生殖補助医療を受けられるのは法的に婚姻した夫婦のみ
今回のたたき台では、生殖補助医療を受けられる対象を法律的に結婚している夫婦に限定しています。 同性カップル、選択的シングルマザーは今回の法案の枠組みには含まれていません。
さらに、夫婦の中でも以下のいずれかに該当する場合に限定しています。
- 第三者の精子提供による人工授精
- 第三者の精子と妻の卵子を用いた体外受精
- 夫の精子と第三者の卵子を用いた体外受精
厚生労働相の認定・許可が必要に
第三者の精子提供、または卵子提供による人工受精、体外受精を行う医療機関、精子や卵子のあっせん機関は厚生労働相の認定、許可が必要としています。
精子、卵子の売買、あっせんの対価を受け取ることを禁止
利益目的の精子提供、精子・卵子・胚の売買を禁じる規定、違反した場合の罰則規定も盛り込まれています。
提供者が提供できる数に上限を定める
一人の提供者が提供できるのは子ども 10 人までとし、上限を設ける案が有力となっているそうです。
これは近親婚へのリスクに配慮しているものと思われます。
まとめ
今回の内容について、イメージ図としてまとめてみました。
小さくて見づらい場合はこちらで画像を拡大して閲覧してください。
今後の動き
議員連盟のメンバーは今回の法案のたたき台を各党に持ち帰り、法案作りに繋げていくようです。ただ、生殖補助医療に対して慎重な立場を取っている保守派の議員も多く存在しているため、すぐに法案が立法に至るかどうかは不透明です。
あとがき
日本では同性婚が認められていません。性的マイノリティ(LGBTQ)の方にとって、今回の夫婦に限定された法案骨子の内容はあるべき形から遠ざかっているようにすら感じられるかもしれません。 公布後5年をめどに対象者の範囲は検討する、としていますが現時点の法案では法的に婚姻した夫婦に限定されており、それ以外の子どもを持ちたいと望む人達が置き去りになっているように思います。
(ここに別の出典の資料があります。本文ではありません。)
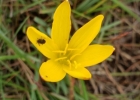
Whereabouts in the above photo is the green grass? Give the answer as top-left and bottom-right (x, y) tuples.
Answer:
(0, 0), (140, 100)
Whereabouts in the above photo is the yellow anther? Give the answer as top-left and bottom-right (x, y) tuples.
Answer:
(55, 57), (67, 61)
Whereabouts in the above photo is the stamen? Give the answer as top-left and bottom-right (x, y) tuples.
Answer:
(70, 54), (81, 60)
(74, 61), (81, 69)
(64, 44), (68, 55)
(52, 50), (64, 53)
(68, 48), (80, 51)
(55, 57), (67, 61)
(67, 60), (71, 70)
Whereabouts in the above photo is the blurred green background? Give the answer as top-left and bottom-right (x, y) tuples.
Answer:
(0, 0), (140, 100)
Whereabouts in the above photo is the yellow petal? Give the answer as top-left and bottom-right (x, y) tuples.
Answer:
(39, 60), (66, 82)
(69, 15), (104, 52)
(27, 26), (56, 58)
(63, 66), (91, 80)
(51, 1), (71, 50)
(74, 44), (115, 66)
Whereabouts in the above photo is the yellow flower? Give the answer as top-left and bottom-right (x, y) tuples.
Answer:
(27, 0), (114, 82)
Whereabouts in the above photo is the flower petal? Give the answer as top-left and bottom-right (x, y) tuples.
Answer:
(27, 26), (57, 58)
(39, 60), (66, 82)
(74, 44), (115, 66)
(63, 66), (91, 80)
(69, 15), (104, 52)
(51, 0), (71, 50)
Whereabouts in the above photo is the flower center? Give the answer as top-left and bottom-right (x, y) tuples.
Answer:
(53, 44), (80, 70)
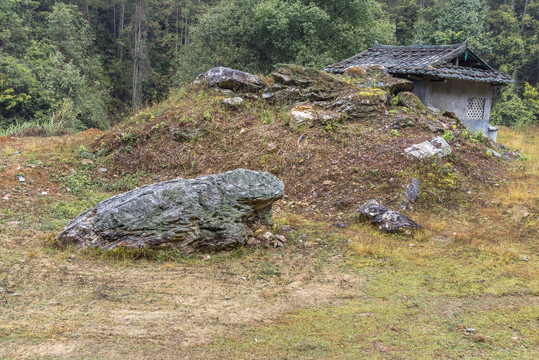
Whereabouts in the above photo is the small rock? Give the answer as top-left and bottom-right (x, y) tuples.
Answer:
(404, 136), (452, 160)
(223, 97), (244, 107)
(406, 178), (419, 203)
(487, 149), (502, 158)
(267, 143), (279, 153)
(359, 200), (423, 232)
(472, 333), (488, 343)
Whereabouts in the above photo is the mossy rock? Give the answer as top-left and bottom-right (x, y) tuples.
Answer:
(398, 91), (427, 111)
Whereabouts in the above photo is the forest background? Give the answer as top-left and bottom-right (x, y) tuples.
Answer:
(0, 0), (539, 134)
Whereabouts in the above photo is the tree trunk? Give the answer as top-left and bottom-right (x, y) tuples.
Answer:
(131, 0), (148, 110)
(520, 0), (528, 34)
(112, 4), (118, 41)
(116, 3), (125, 61)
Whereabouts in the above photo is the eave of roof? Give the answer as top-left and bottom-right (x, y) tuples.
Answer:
(324, 41), (514, 85)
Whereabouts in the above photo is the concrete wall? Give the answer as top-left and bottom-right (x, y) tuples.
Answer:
(414, 79), (496, 140)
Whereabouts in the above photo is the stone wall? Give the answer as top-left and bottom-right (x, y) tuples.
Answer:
(414, 79), (496, 140)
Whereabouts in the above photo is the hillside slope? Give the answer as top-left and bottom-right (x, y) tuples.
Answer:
(92, 67), (510, 221)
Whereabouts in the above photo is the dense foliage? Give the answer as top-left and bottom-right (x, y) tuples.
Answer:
(176, 0), (394, 78)
(0, 0), (539, 130)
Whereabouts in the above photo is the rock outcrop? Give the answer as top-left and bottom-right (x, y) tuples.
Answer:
(194, 67), (266, 92)
(262, 65), (387, 123)
(359, 200), (423, 233)
(404, 136), (452, 160)
(57, 169), (284, 253)
(399, 91), (427, 110)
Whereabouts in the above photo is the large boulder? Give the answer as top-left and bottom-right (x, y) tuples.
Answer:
(57, 169), (284, 253)
(194, 67), (266, 92)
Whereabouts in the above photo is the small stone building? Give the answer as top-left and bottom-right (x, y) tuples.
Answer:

出自を知る権利については、まったくもって完全ではありませんが権利を保障しようという流れになってきているため、生まれてくる子どもの権利が無為にされてしまう可能性が減っていくことになるとは思います。
全員が納得できるような枠組み作りというのは難しいのかもしれませんが、議論や法整備が進み、今まで望んでも子どもを持つことのできなった人、配偶子の提供によって生まれる子どもが一人でも多く救済されることを願っています。